COE-PNH₂ is believed to target the mycobacterial envelope - a structural membrane surrounding Mab cells. The mycobacterial envelope must be functionally intact for the bacteria to survive, and as such, compounds that specifically target this membrane display rapid bactericidal activity regardless of the metabolic state of the bacteria.

To fully characterise COE-PNH₂, Bazan and colleagues synthesised the molecule and evaluated its antibacterial activity against different forms of Mab, assessed its cytotoxicity profile against mammalian cells, and determined the propensity of bacteria to develop resistance.

Antibacterial activity of COE-PNH₂

After exposing Mab cells to COE-PNH₂, a change in the morphology of the mycobacterial cell envelope was observed. This was attributed to a two-pronged interaction of COE-PNH₂ with the mycomembrane and plasma membrane. As this mode of action targets the physical and functional integrity of the bacterial envelope rather than specific enzymes, it can result in a lower likelihood of spontaneous mutations or the development of resistance by the bacteria, compared to antibiotics that target specific enzymes or pathways. This indicates the potential of COE-PNH₂ as a novel antimicrobial agent with a reduced risk of resistance development.

Prof Bazan and his team also conducted kill-kinetics experiments, which are studies that assess the rate and extent of microbial killing by antimicrobial agents over time, to evaluate the bactericidal activity of COE-PNH₂. It was found that at a concentration of 128 μg/ml, COE-PNH₂ completely eradicates the bacteria, a feat that common antibiotics like amikacin (AMK) and linezolid (LZD) cannot achieve at this concentration.

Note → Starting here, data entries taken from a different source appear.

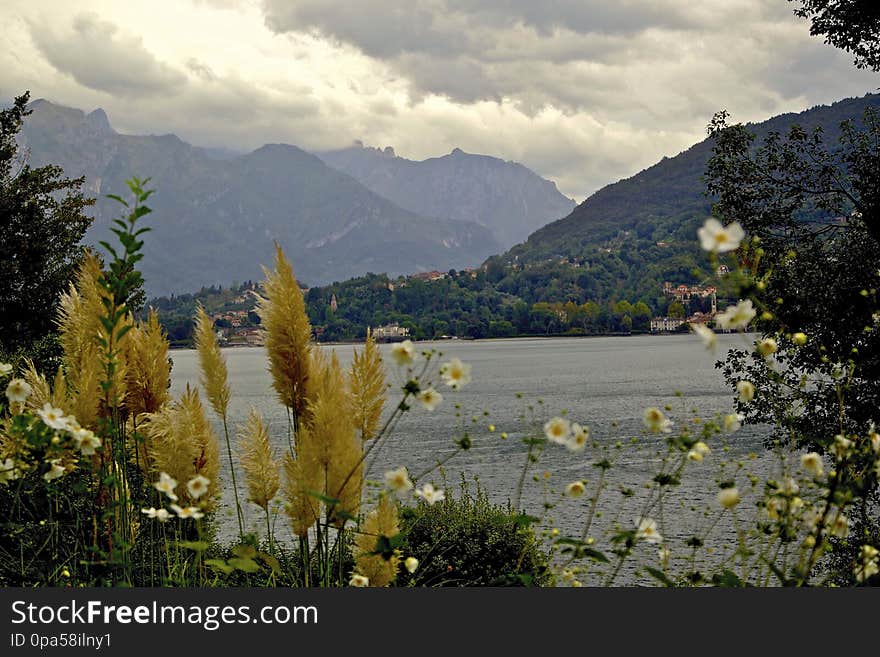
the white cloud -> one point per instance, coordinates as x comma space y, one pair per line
582, 91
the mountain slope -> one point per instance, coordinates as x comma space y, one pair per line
506, 197
665, 202
215, 219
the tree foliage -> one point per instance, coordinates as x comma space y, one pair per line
851, 25
42, 221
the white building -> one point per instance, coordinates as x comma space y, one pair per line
665, 324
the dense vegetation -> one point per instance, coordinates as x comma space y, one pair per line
462, 304
598, 271
42, 221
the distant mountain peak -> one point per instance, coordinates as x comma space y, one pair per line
217, 213
99, 121
506, 197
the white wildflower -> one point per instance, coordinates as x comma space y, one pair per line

The presence of bacteria cells that resist treatment, also known as persisters, is a common complication with antibiotic treatment and can cause the relapse of infection if these cells are not exterminated. In this study, the team found that COE-PNH₂ was able to eradicate Mab persisters at a relatively low concentration, which is not possible with common antibiotics even at a higher concentration.

Beyond extracellular activities, Mab can invade phagocytic cells, a type of immune cell, and persist intracellularly. This is a challenge to many first-line antibiotics as they have limited penetration into mammalian cells, and therefore have a reduced efficacy on the intracellular Mab. Prof Bazan’s team found that COE-PNH₂ was able to penetrate macrophages and eliminate intracellular Mab effectively.

Altogether, the results show that COE-PNH₂ is able to comprehensively eradicate the Mab bacteria, without leaving behind a niche for relapse of infection.

Safety and efficacy of COE-PNH₂

Membrane-disrupting compounds often display indiscriminate toxicity to mammalian cells and red blood cells due to their amphiphilic nature, however, experiments revealed that COE-PNH₂ is well-tolerated under conditions similar to human blood where there is the potential for interference by substances such as enzymes, salts, and proteins. Importantly, it was found that COE-PNH₂ retained its bactericidal activity, thereby confirming the robustness of its antimicrobial activity.

Finally, the team assessed each element investigated in vitro in an in vivo model. This was done in collaboration with Prof Kevin Pethe from the Lee Kong Chian School of Medicine at the Nanyang Technological University. These experiments revealed that COE-PNH₂ was well-tolerated and efficacious in the preclinical models. In fact, the efficacy of COE-PNH₂ was superior to what was observed with AMK, which is currently widely used in clinical treatments.

In summary, Bazan and colleagues developed a safe and efficacious small-molecule drug against Mab based on the COE platform. The lead compound COE-PNH₂ demonstrates high potency toward Mab and an improved safety margin over previously studied COEs. It targets the integrity and functionality of the mycobacterial envelope, which endows its low propensity for resistance development and robust bactericidal activity. Altogether, this study highlights the therapeutic potential of membrane-targeting COEs as potent anti-Mab candidates. As COE is a relatively new antibiotic platform, the researchers will characterise the mechanism of action, so as to further guide molecular design in the continued optimisation of the COE scaffold.